La segunda carta libanesa
LA EXPERIENCIA enseña que no hay papel que valga menos que aquel en el que se firma un acuerdo de alto el fuego en Líbano. Sin embargo, de la misma forma que la infinita colección de fuerzas leales y disidentes líbanesas se ha aplicado a firmar y vulnerar las innumerables treguas con las. que han querido periodizar más que detener su permanente guerra civil, la reciente conclusión de un acuerdo general de paz despierta, quizá justificadamente, mayores esperanzas de permanencia.De lo que todavía es un plan de trabajo más que un acuerdo pormenorizado que responda a todos los interrogantes de la futura vida política libanesa, hay que subrayar algunos puntos por su especial importancia, aun teniendo en cuenta que la información sólo permite hablar en-términos de bosquejo.
Formado un nuevo Gobierno con representación de las principales fuerzas del país, y en primer lugar de los .tres firmantes del acuerdo (cristianos de Eli Hobeika, drusos de Walid Jumblat y shiíes de Nabih Berri), se tendrá que redactar en el plazo de un año una nueva constitución. La redacción de esta nueva carta magna tendrá que atender al principio de la no confesionalidad del Estado. Desde 1943, año de la independencia libanesa y del acuerdo nacional de reparto del poder, el país ha sido no exactamente un Estado confesional, como se deduciría de esa prometida desconfesionalización, sino un Estado con cuotas de. confesionalidades distintas. De esta forma, ha habido una cuota mayoritaria de confesionalidad cristiana maronita, con su asunción vitalicia de la presidencia; una confesionalidad suní musulmana, sobre la que recaía la jefatura del Gobierno, y una confesionalidad drusa a la que correspondía la presidencia del Parlamento. En los sucesivos niveles, estas confesionalidades recibían en la Administración y en el Ejército cuotas de poder relativas a su supuesta dimensión demográfica, primando siempre una pretendida mayoría del elemento cristiano.
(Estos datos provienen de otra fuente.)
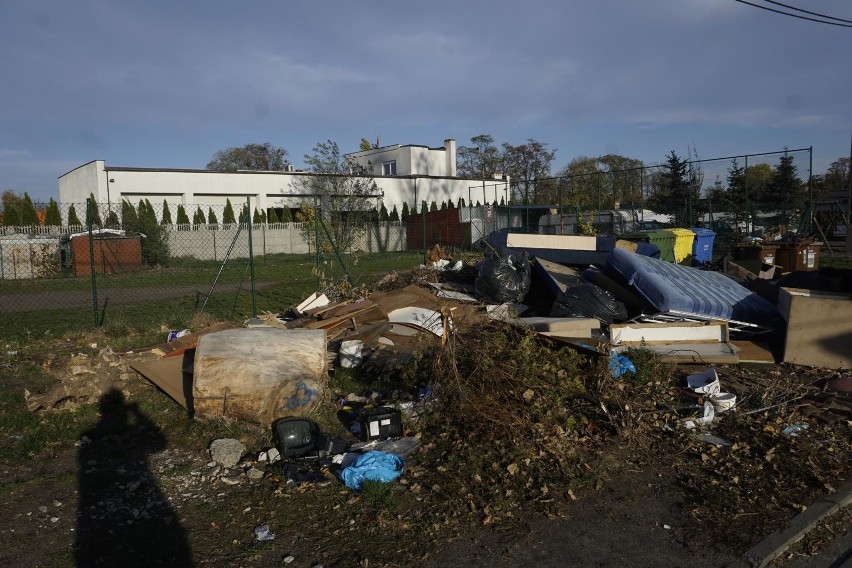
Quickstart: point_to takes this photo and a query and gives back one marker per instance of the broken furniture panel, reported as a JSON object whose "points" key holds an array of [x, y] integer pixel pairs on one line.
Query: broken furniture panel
{"points": [[819, 327], [683, 292]]}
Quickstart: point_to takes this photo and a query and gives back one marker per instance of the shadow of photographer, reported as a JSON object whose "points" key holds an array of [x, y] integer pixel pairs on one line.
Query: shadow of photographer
{"points": [[123, 518]]}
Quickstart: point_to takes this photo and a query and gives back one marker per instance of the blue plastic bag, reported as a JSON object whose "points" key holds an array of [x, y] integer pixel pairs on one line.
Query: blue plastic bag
{"points": [[372, 466], [619, 364]]}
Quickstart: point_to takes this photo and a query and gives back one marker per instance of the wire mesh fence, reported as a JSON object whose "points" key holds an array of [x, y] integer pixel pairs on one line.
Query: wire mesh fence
{"points": [[138, 265]]}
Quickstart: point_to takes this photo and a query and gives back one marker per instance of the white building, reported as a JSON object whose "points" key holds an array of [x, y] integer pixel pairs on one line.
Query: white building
{"points": [[404, 174]]}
Ese nuevo Estado no confesional podría suponerse, en una primera aproximación, que hiciera tabla rasa de las nacionalidades religiosas y se atuviera al principio de un ciudadano, un voto, según el principio universal de que a quien Dios se la dé san Pedro se la bendiga. Es, sin embargo, extraordinariamente dudoso que esa nueva secularización del Estado llegue al punto de arrumbar totalmente el sistema de cuotas. Al parecer, la presidencia y la jefatura del Gobierno dejarán de ser dominio reservado de una u otra confesión, pero en los siguientes niveles se mantendrán los porcentajes de poder con una revisión favorable a los musulmanes, y muy especialmente a los shiíes, los parientes pobres del acuerdo de 1943. El que esa revisión del sistema de cuotas sea únicamente una fórmula de transición hacia una liquidación general del sistema o un intento genuino de solución libanesa dependerá de la consolidación o no de la paz en los meses venideros. No parece aventurado suponer que una abolición del sistema de cuotas produciría una rebelión generalizada del elemento cristiano, cuya adaptación a un futuro de privilegio decreciente es la gran clave de bóveda de la estabilización libanesa.
Al mismo tiempo, la otra gran novedad del acuerdo de paz es una especie de reivindicación histórica del papel de Siria contra lo que fueron los designios del colonialismo francés desde Napoleón III hasta la creación del Estado libanés. El acuerdo de paz consagra el papel de Damasco como protector de Beirut, no sólo estableciendo la necesidad de coordinar la política exterior libanesa con la del gran hermano sirio -y ya sabemos quién es el que coordina en estos casos-, sino, de manera muy concreta,'adjudicando a Siria la tarea de formar el Ejército de Beirut.
De cumplirse todas estas estipulaciones, el fracaso de la última gran intervención israelí en Líbano no podría ser más estrepitoso. Damasco, que ha reivindicado históricamente el país como su Ulster irredento clamando contra el invento francés que fue el desgajamiento de un mini-Estado para entregarlo a la dominación cristiana, vería así satisfecho lo fundamental de sus aspiraciones.
En momentos en que pugna por abrirse paso un nuevo proceso de paz en la zona, centrado en la iniciativa del rey Hussein de Jordania, y ello unido al patente interés sirio por no quedar fuera de un futuro arreglo, el alineamiento de Líbano en la estela política de Damasco refuerza la carta del presidente Asad y subraya el hecho, -cada día más evidente, de que si es cierto que sin Egipto es imposible hacer de nuevo la guerra a Israel, sin Siria es igual de imposible negociar una verdadera paz.